🤖 AI Summary
Current fMRI-to-video reconstruction methods are limited to single-shot clips, failing to address three key challenges in realistic multi-shot scenarios: (1) inter-shot mixing of fMRI signals, (2) temporal misalignment between low-resolution fMRI and high-frame-rate video causing motion blur, and (3) absence of large-scale, temporally aligned multi-shot fMRI–video datasets. This paper introduces the first divide-and-conquer framework for multi-shot video reconstruction: (1) a novel shot-boundary prediction module enabling spatiotemporal decoupling of fMRI signals; (2) integration of large language model–generated semantic keyframe descriptions to mitigate temporal ambiguity; and (3) construction of the first large-scale synthetic multi-shot fMRI–video dataset. Our method combines CLIP-guided semantic optimization with diffusion-based video generation. Experiments show that signal decomposition improves decoded text–CLIP similarity by 71.8%, and multi-shot reconstruction quality substantially surpasses state-of-the-art methods—establishing a new paradigm for visual cognitive modeling and high-fidelity brain–computer interfaces.
📝 Abstract
Reconstructing dynamic videos from fMRI is important for understanding visual cognition and enabling vivid brain-computer interfaces.
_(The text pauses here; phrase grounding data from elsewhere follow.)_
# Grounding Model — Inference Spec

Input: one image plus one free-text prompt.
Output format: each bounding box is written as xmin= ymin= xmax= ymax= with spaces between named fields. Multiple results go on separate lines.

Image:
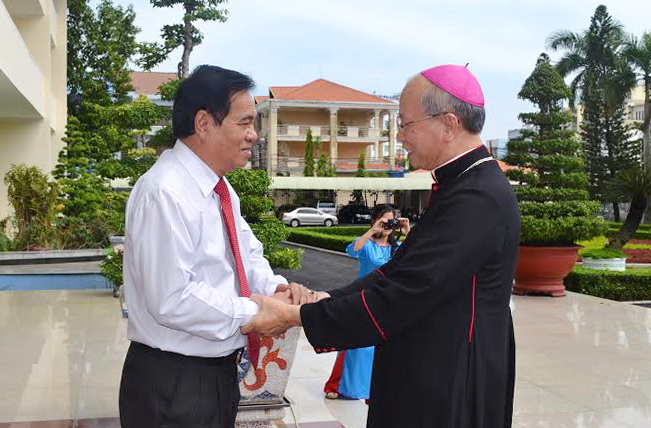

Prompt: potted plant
xmin=504 ymin=54 xmax=607 ymax=297
xmin=581 ymin=248 xmax=627 ymax=271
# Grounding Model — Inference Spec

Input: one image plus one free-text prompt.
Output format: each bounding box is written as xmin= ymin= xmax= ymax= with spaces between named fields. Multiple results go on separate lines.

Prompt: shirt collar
xmin=172 ymin=140 xmax=221 ymax=198
xmin=431 ymin=144 xmax=491 ymax=186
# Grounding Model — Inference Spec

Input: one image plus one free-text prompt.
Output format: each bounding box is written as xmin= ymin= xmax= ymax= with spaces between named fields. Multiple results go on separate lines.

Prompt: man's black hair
xmin=172 ymin=65 xmax=255 ymax=139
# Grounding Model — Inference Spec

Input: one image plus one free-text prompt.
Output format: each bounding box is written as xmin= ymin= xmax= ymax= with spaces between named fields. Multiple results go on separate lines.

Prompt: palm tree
xmin=623 ymin=33 xmax=651 ymax=171
xmin=547 ymin=5 xmax=628 ymax=108
xmin=605 ymin=166 xmax=651 ymax=249
xmin=547 ymin=5 xmax=637 ymax=221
However, current methods are critically limited to single-shot clips, failing to address the multi-shot nature of real-world experiences. Multi-shot reconstruction faces fundamental challenges: fMRI signal mixing across shots, the temporal resolution mismatch between fMRI and video obscuring rapid scene changes, and the lack of dedicated multi-shot fMRI-video datasets. To overcome these limitations, we propose a novel divide-and-decode framework for multi-shot fMRI video reconstruction. Our core innovations are: (1) A shot boundary predictor module explicitly decomposing mixed fMRI signals into shot-specific segments. (2) Generative keyframe captioning using LLMs, which decodes robust textual descriptions from each segment, overcoming temporal blur by leveraging high-level semantics. (3) Novel large-scale data synthesis (20k samples) from existing datasets. Experimental results demonstrate our framework outperforms state-of-the-art methods in multi-shot reconstruction fidelity. Ablation studies confirm the critical role of fMRI decomposition and semantic captioning, with decomposition significantly improving decoded caption CLIP similarity by 71.8%. This work establishes a new paradigm for multi-shot fMRI reconstruction, enabling accurate recovery of complex visual narratives through explicit decomposition and semantic prompting.